The Dimensions: IT Pressures & Priorities 2025 series of webinars and reports provides a look at the practical concerns and goals of financial institutions. Leveraging insights from the IT Dimensions 2025 survey, with the perspectives from more than 1,000 executives at top FIs, Celent’s analysts have taken a deep dive into areas of strategy and investment that can help organizations throughout financial services secure a competitive edge and transformative efficiency.
A positive outlook for financial institutions’ IT budgets The outlook for technology budget changes in 2025 is positive overall. On average, financial institutions expect their IT budgets to increase 4.9% this year. Only a small percentage of survey respondents see budgets remaining flat or declining.

The Dimensions webinars (presented over the past few weeks and available on-demand) evaluate specific trends, insights, and forecasts, by industry. Investment priorities, the amount of investment, areas of innovation, projected budget changes and perceived constraints, and emerging technologies are some of themes addressed for each industry. (Note that overall priority doesn’t necessarily reflect the level of investment.)
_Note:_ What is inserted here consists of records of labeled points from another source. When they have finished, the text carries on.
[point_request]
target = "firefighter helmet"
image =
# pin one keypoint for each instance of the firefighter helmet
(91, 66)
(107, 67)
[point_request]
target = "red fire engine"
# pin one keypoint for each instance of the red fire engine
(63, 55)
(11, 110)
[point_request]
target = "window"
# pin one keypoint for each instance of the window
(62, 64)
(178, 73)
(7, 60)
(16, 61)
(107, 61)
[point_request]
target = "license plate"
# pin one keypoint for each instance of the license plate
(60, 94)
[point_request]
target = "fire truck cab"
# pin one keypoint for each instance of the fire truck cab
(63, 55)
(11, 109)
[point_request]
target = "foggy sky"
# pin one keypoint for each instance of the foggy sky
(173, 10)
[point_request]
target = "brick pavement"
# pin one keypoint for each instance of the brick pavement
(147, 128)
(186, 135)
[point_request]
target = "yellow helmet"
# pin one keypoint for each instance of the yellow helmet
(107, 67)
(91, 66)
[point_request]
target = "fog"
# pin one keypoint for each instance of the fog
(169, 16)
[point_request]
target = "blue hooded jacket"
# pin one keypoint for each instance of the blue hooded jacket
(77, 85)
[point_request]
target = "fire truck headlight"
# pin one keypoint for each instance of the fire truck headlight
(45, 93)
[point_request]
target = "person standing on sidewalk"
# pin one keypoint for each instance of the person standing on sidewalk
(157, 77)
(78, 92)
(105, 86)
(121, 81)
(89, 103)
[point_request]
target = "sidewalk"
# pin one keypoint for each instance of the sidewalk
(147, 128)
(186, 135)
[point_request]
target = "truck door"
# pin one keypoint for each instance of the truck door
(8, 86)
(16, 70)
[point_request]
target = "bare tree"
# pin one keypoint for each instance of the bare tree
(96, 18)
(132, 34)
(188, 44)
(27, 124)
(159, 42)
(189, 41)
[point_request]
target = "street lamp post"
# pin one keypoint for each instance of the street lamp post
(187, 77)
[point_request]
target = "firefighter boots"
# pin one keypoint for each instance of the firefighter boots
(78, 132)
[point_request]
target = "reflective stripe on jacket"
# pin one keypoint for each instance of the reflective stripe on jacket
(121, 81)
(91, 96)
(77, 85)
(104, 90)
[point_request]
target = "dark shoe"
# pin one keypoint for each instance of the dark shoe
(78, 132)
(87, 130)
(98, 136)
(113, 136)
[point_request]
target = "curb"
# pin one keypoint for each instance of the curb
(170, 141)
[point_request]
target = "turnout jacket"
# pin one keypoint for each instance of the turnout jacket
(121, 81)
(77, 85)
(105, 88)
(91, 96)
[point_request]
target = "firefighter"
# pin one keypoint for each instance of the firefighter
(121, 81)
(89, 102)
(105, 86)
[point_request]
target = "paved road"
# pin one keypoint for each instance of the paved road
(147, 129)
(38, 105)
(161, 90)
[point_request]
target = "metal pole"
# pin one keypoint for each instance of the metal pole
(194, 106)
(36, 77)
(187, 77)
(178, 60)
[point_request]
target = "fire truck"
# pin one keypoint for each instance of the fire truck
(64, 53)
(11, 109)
Each webinar is the tip of the iceberg, chock-full of relevant findings. The accompanying Dimensions reports provide deeper evaluations of industry considerations. Additional reports, with regional cuts on the data, are also part of the series; some are available now while others will be published soon.
Some of the recurring themes we heard across industries include:
- AI: No surprise, conversations about artificial intelligence are ubiquitous these days—and crucial for financial services. The prevalence of AI; applications of AI overall and of generative AI (GenAI), specifically; areas of investment for AI functionality; barriers for implementation; factors for successful scaling of AI; AI governance structures; and the growth of AI centers of excellence are among some of the specific considerations addressed in the Dimensions series.
- Emerging tech trends: What will the coming five years look like across financial services? There’s some variation across industries, but expectations for the medium term reveal some recurring themes that we’ll continue to track and monitor. “Open” ecosystems remain a common interest area — especially when it comes to top product investment priorities: open ecosystems, open data integrations, open banking, open finance, open standards, and open insurance, for example. Software-as-a-service (SaaS) utilization, cloud enablement, and advanced data analytics are among other areas of focus.
- Where concerns are easing: Compliance, for example, remains a priority, although with some signs indicating that investment focus is switching away from large spend projects towards incremental spend on AI-fueled innovations matched to leverage existing assets and data. We’re also seeing shifts in “run the business” and “change the business” allocations of IT spending, compared to past years, illustrating areas where FIs may be more at ease to pursue innovation. For example, in capital markets, more than half of IT spending budgets was allocated to “run the business” activities recently (56% in 2023, 53% in 2024), but there’s now a 50%/50% split with “change the business” activities.